I’ve always dreamed of having my own homestead one day. I grew up in a small town on a “normal” suburban lot. Thankfully, we live in a very agricultural area and the Salatin farm is nearby (like, 20 minutes away from my childhood home) and later I actually married somebody who grew up on a farm. They have a hundred acres that’s been passed down in the family since the 1800s, and another hundred that came more recently.
It’s an absolutely lovely property. Pastures, woods, an ever running spring that’s the beginning of a watershed. (No upstream pollutants.) It’s beautiful. My mother in law and the remaining at home kids manage it as well as they can—rotational grazing Katahdins, keeping a few goats, a couple cows from time to time, pigs occasionally, a garden, a young orchard, building
fence when they can (professional
fence builders in the family), stuff like that.
My husband and I would LOVE to live on
land. Would love also to help with the family farm. But we want to have our own place that we own, 10 or 15 acres and then help with the rest of the family land sort of separately from that. Why?
Well, first of all, I get along well with my mother in law but we still don’t quite manage to communicate well sometimes. And it’s HER farm. Her vision. Her decisions. I feel that it could cause a lot of misunderstandings to have multiple cooks in the kitchen, so to speak.

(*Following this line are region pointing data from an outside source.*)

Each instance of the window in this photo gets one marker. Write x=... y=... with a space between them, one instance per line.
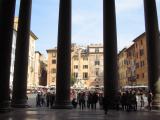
x=75 y=66
x=141 y=51
x=75 y=75
x=85 y=75
x=53 y=70
x=142 y=63
x=54 y=54
x=85 y=66
x=96 y=50
x=54 y=61
x=76 y=58
x=97 y=71
x=97 y=62
x=85 y=58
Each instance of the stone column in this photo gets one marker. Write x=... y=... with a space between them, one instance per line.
x=21 y=55
x=153 y=48
x=63 y=57
x=110 y=51
x=7 y=10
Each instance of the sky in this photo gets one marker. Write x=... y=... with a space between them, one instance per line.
x=87 y=22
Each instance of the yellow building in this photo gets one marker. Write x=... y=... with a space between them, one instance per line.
x=141 y=60
x=133 y=61
x=86 y=66
x=122 y=68
x=40 y=71
x=31 y=58
x=51 y=67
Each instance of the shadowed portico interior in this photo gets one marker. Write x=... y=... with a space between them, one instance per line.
x=7 y=9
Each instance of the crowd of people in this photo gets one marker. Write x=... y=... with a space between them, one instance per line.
x=128 y=100
x=45 y=99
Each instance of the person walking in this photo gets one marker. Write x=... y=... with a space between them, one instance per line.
x=150 y=99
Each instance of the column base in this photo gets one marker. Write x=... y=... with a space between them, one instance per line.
x=62 y=105
x=156 y=102
x=5 y=107
x=19 y=104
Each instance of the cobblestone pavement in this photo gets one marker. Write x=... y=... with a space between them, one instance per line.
x=77 y=114
x=43 y=113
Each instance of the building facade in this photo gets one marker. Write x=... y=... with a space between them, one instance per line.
x=133 y=66
x=86 y=66
x=31 y=58
x=122 y=68
x=40 y=72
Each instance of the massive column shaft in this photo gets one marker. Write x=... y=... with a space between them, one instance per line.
x=110 y=51
x=153 y=48
x=21 y=55
x=63 y=57
x=7 y=10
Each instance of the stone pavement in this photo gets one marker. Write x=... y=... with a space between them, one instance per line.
x=77 y=114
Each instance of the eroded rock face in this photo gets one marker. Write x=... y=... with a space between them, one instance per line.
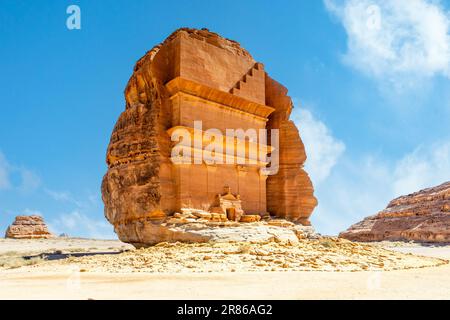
x=421 y=216
x=28 y=227
x=198 y=75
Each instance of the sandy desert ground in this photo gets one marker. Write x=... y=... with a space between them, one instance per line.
x=321 y=269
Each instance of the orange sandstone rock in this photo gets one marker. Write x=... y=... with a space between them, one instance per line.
x=28 y=227
x=421 y=216
x=197 y=75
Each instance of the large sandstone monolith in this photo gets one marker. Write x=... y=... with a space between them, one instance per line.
x=28 y=227
x=422 y=216
x=197 y=75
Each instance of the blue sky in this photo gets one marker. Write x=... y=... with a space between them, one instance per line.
x=370 y=80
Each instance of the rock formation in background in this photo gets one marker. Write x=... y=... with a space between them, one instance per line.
x=28 y=227
x=422 y=216
x=198 y=75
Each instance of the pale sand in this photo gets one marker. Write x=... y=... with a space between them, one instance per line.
x=61 y=280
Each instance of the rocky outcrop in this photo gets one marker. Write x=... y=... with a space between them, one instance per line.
x=198 y=75
x=422 y=216
x=28 y=227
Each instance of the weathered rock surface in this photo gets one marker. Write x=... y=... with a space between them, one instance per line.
x=28 y=227
x=198 y=75
x=421 y=216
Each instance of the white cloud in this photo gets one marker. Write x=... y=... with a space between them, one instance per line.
x=395 y=40
x=361 y=187
x=350 y=188
x=322 y=148
x=424 y=167
x=78 y=224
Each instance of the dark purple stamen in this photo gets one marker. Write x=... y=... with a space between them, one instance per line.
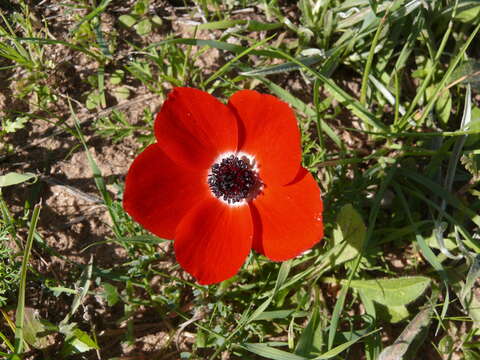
x=233 y=179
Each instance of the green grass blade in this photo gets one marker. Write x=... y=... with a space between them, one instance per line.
x=225 y=67
x=20 y=313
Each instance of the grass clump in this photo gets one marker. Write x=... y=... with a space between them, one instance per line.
x=387 y=97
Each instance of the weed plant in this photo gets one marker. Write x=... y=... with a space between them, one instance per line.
x=387 y=98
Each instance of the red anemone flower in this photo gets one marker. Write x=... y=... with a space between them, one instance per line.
x=223 y=179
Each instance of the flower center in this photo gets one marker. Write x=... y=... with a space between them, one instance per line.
x=234 y=179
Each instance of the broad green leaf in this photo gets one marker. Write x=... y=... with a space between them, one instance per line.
x=443 y=106
x=341 y=348
x=411 y=337
x=306 y=343
x=270 y=352
x=121 y=93
x=348 y=236
x=392 y=314
x=393 y=292
x=76 y=340
x=33 y=328
x=111 y=294
x=15 y=178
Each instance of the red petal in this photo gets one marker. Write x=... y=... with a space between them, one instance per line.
x=288 y=219
x=158 y=192
x=213 y=240
x=194 y=128
x=268 y=130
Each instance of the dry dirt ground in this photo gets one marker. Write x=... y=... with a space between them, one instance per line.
x=72 y=215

We also like to have ownership over what we’re doing. Currently renovating our formerly-neglected 1930s house, and it’s wonderful because it’s OURS to do with what we may, and to feel the permanence of, and to consult only with each other about and not have to navigate the feelings of a mother in law or a sibling.

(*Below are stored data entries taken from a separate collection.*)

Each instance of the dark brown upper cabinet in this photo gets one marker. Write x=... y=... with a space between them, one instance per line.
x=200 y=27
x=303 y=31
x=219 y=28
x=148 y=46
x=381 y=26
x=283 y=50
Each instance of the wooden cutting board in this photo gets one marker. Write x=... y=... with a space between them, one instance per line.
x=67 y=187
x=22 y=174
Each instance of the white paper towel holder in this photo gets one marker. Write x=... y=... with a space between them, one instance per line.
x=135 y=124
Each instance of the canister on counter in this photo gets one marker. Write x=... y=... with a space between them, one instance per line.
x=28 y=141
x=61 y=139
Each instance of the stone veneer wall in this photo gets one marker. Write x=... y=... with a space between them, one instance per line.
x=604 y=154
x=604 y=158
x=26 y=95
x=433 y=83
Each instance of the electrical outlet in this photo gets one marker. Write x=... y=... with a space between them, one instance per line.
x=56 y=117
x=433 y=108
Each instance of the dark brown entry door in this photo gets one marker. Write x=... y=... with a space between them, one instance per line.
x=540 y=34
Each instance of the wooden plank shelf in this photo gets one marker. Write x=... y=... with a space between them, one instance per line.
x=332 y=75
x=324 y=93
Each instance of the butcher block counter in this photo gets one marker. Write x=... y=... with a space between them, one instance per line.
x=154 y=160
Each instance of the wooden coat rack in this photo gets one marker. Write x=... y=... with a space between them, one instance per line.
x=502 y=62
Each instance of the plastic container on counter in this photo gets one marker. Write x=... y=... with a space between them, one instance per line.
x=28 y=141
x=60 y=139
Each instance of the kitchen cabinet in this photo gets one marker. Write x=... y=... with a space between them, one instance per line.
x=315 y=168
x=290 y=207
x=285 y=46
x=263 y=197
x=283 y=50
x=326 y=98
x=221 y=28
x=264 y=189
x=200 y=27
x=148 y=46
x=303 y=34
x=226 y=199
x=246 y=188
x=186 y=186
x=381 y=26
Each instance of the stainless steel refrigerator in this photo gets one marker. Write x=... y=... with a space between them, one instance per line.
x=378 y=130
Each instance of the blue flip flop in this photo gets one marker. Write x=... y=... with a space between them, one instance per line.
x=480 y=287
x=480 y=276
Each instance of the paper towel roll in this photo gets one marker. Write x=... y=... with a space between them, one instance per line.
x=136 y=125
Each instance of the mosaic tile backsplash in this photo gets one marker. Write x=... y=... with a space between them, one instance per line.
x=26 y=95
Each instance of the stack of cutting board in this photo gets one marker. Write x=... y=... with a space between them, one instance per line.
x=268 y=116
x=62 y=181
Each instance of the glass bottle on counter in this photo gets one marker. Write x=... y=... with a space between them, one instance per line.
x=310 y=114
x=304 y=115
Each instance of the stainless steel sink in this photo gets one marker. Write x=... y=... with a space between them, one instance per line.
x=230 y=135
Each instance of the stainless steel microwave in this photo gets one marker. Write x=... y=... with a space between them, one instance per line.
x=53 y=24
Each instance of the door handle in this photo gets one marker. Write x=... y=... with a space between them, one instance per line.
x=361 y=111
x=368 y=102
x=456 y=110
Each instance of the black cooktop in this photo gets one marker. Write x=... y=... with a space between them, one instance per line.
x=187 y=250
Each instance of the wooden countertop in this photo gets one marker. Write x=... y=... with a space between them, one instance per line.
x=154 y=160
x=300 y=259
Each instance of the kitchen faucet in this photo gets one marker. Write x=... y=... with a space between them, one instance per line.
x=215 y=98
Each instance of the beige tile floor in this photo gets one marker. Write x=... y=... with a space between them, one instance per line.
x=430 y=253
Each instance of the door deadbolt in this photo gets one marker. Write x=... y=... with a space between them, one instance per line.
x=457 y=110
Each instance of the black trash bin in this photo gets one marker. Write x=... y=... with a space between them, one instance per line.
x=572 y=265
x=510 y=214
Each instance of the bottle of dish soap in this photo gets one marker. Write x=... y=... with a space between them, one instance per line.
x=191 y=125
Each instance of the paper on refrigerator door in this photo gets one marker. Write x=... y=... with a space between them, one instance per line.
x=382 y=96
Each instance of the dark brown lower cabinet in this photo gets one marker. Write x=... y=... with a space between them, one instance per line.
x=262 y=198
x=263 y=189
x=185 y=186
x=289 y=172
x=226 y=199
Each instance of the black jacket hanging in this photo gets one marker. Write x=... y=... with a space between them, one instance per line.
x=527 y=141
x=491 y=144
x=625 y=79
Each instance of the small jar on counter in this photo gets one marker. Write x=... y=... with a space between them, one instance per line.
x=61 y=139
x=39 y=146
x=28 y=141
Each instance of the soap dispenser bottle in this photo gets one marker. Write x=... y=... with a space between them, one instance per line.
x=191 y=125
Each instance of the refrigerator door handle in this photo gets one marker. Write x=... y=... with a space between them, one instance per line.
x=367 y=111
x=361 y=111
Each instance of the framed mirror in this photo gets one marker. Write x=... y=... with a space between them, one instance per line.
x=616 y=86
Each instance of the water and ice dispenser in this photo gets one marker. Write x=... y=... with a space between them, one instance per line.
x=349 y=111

Also, since my husband is one of the oldest, and we’re doing well financially so far, we kind of feel that the “inheritance” of the farm is more for the younger siblings. Some of them do help on the farm and do want to keep running it.
At all costs we never want to cause family friction. Family is more important than a little land. But the more I think about it, the more I think that the family farm has SO MUCH ROOM for the generations to work it.

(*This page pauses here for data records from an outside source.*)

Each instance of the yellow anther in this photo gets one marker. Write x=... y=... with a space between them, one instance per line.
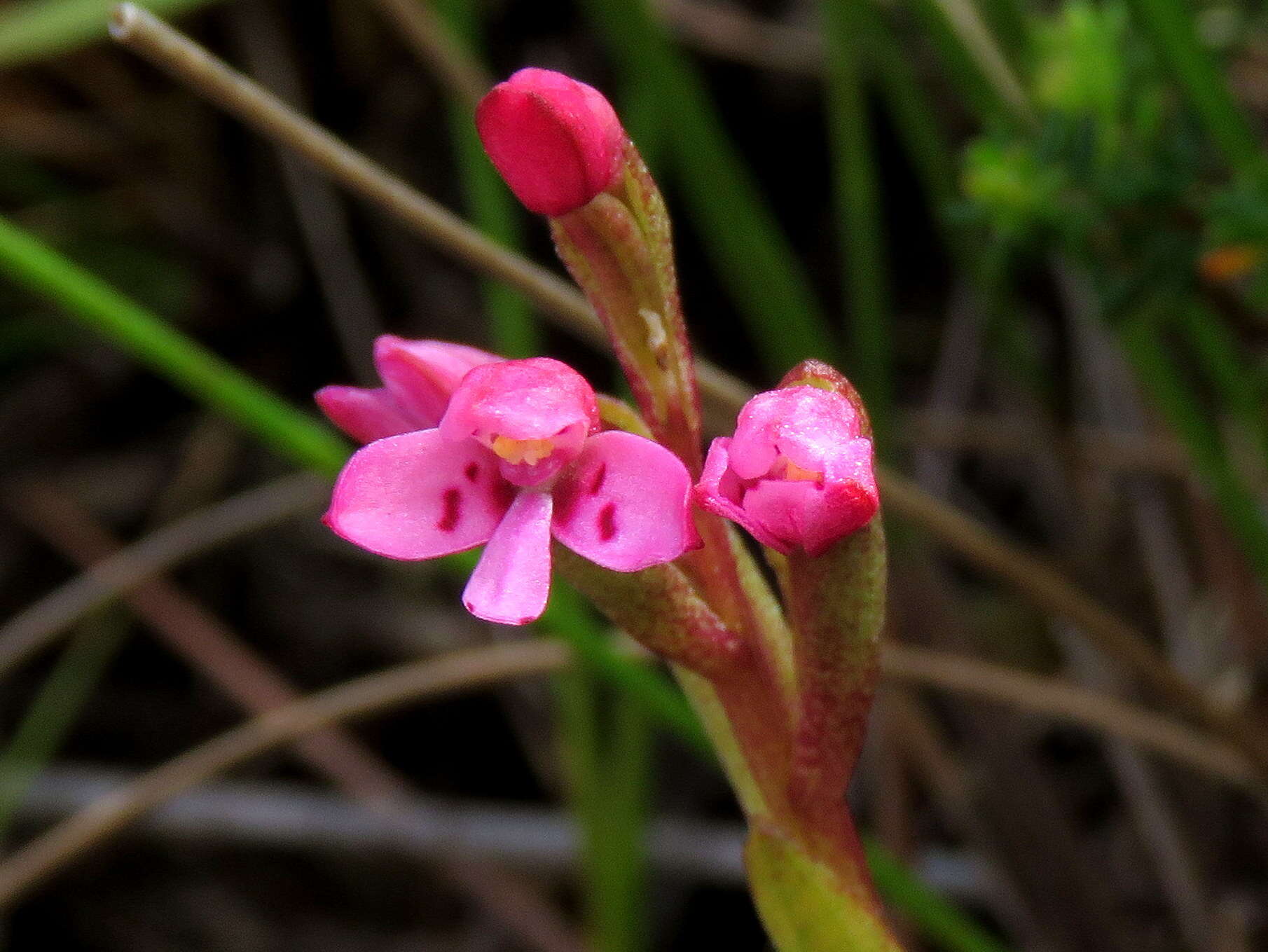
x=530 y=452
x=787 y=469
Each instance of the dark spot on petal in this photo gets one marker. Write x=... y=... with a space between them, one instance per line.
x=596 y=481
x=607 y=523
x=450 y=511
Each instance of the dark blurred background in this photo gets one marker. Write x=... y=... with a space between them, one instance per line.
x=1034 y=233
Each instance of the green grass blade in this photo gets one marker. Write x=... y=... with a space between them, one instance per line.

The family farm will never be split again, legally speaking. One section even has an easement to that effect. We could never nor would never buy a slice from them.
We could build a house on one of the neglected corners and care for it. But we again would be navigating family boundaries and communication. Different ideas. Different people. Seems anxiety inducing. I don’t want to be always worried about managing land in a way that will make the actual owner and other “stakeholders” upset.
How do multi generational farm families deal with this? How do they navigate boundaries and get along? How do they split land without splitting it?
Gabe Brown’s book
Dirt to Soil briefly mentioned that his parents sold the land to him and his wife and they took it over, but his parents still stayed on the land. I’ve always wondered how difficult that transition was.
How could we help to manage this beautiful land and bring it to its potential while respecting the other people on it? Is there a way to say, “Hey, mother in law, I’d love to take responsibility for part of your land”? What are our options in this situation?
My husband feels that the only option is to save for many years and strike out on our own as if there were no family land. But I haven’t completely made my peace with that idea yet.